I sit here feeling completely lost in myself. Change is a part of life, so why do I immediately react with such cautious pessimism? When did I become so afraid of change or taking risks? I can't remember the exact date, but I wasn't always this way. Was I? Surely at least during my later teen years I held some kind of confidence in my decisions and capabilities. Where the hell did that mental mindset go?
I've been working for Gary for fifteen years now. There was a gap of a couple of years when he sold his first company and left. During that time I had a wonderful boss named Larry but for a larger company that never compensated, never acknowledged and he had no power to help me. I was barely getting by at that time and when Gary started up yet another business venture with promises of more pay and benefits I left Larry (sobbing) to follow Gary again.
Here we are again, he has sold the business to a larger company and now; with little notice, is leaving again.

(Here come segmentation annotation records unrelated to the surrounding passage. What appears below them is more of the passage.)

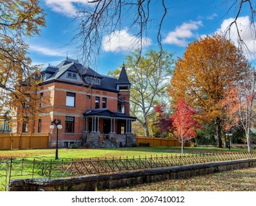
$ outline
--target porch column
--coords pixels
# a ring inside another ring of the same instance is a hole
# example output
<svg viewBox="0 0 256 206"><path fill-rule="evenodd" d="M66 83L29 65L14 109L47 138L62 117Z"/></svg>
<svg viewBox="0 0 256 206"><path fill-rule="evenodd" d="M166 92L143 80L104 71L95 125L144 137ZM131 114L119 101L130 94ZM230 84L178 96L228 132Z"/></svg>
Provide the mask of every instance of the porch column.
<svg viewBox="0 0 256 206"><path fill-rule="evenodd" d="M112 129L113 129L113 118L111 118L110 119L110 132L112 133Z"/></svg>
<svg viewBox="0 0 256 206"><path fill-rule="evenodd" d="M114 118L114 133L116 133L116 119Z"/></svg>
<svg viewBox="0 0 256 206"><path fill-rule="evenodd" d="M97 117L97 132L100 132L100 117Z"/></svg>
<svg viewBox="0 0 256 206"><path fill-rule="evenodd" d="M94 132L94 118L91 117L91 132Z"/></svg>
<svg viewBox="0 0 256 206"><path fill-rule="evenodd" d="M128 120L128 133L131 133L131 120Z"/></svg>
<svg viewBox="0 0 256 206"><path fill-rule="evenodd" d="M87 117L86 117L84 118L84 130L86 131L86 132L87 132Z"/></svg>
<svg viewBox="0 0 256 206"><path fill-rule="evenodd" d="M96 117L94 117L94 132L96 132Z"/></svg>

This time we are very short staffed, no replacement for him in sight, he's not giving any advice....nothing. What will happen to us? I struggle to keep those worse case scenario thoughts out of my mind.
I remember being a little concerned in the past when all these acquisitions and departures were occurring, but back then I rented, had no children and the economy wasn't in the crapper. Now things are different on all three of those levels.

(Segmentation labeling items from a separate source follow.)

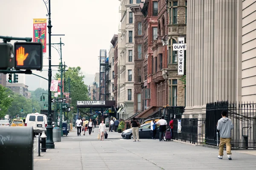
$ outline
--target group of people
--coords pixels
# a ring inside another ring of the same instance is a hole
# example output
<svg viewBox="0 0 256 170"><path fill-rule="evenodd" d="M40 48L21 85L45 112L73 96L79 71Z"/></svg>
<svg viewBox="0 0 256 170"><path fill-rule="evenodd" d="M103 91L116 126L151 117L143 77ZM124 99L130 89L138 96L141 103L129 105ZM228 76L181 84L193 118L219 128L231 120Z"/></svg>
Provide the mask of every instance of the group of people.
<svg viewBox="0 0 256 170"><path fill-rule="evenodd" d="M96 124L97 121L96 119L93 121L91 119L90 119L89 120L88 120L88 119L84 119L83 120L81 117L79 117L78 119L76 122L76 127L77 130L77 136L81 136L81 129L84 131L84 136L85 135L85 132L87 130L89 131L89 135L90 135L93 126L96 128ZM82 129L82 127L83 129Z"/></svg>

So back to the top. That inquiry to how my brain works and why I must fight to think on a positive level. I am thankful for all I have. The love I have, the love I receive and the beauty of my children. My life could totally change right here and right now if I could only change my perspective. That's the battle I face within myself - why the hell can't I just break away from the darkness? This isn't my dream job by far and desperately want to find my purpose and live out my dream. Question is: What is that dream? I don't really know. I love to cook, love to write and love being home to create. How do I build a career from that? Where do I begin? How can I pay the bills during this thought process?
Change can be good, even if I do get let go. It will force me to take action and hopefully go in a completely different direction. They say the first step in obtaining your ideal career or purpose in life is to address the barriers that are holding you back. So far, the first barrier that is obvious to me is myself.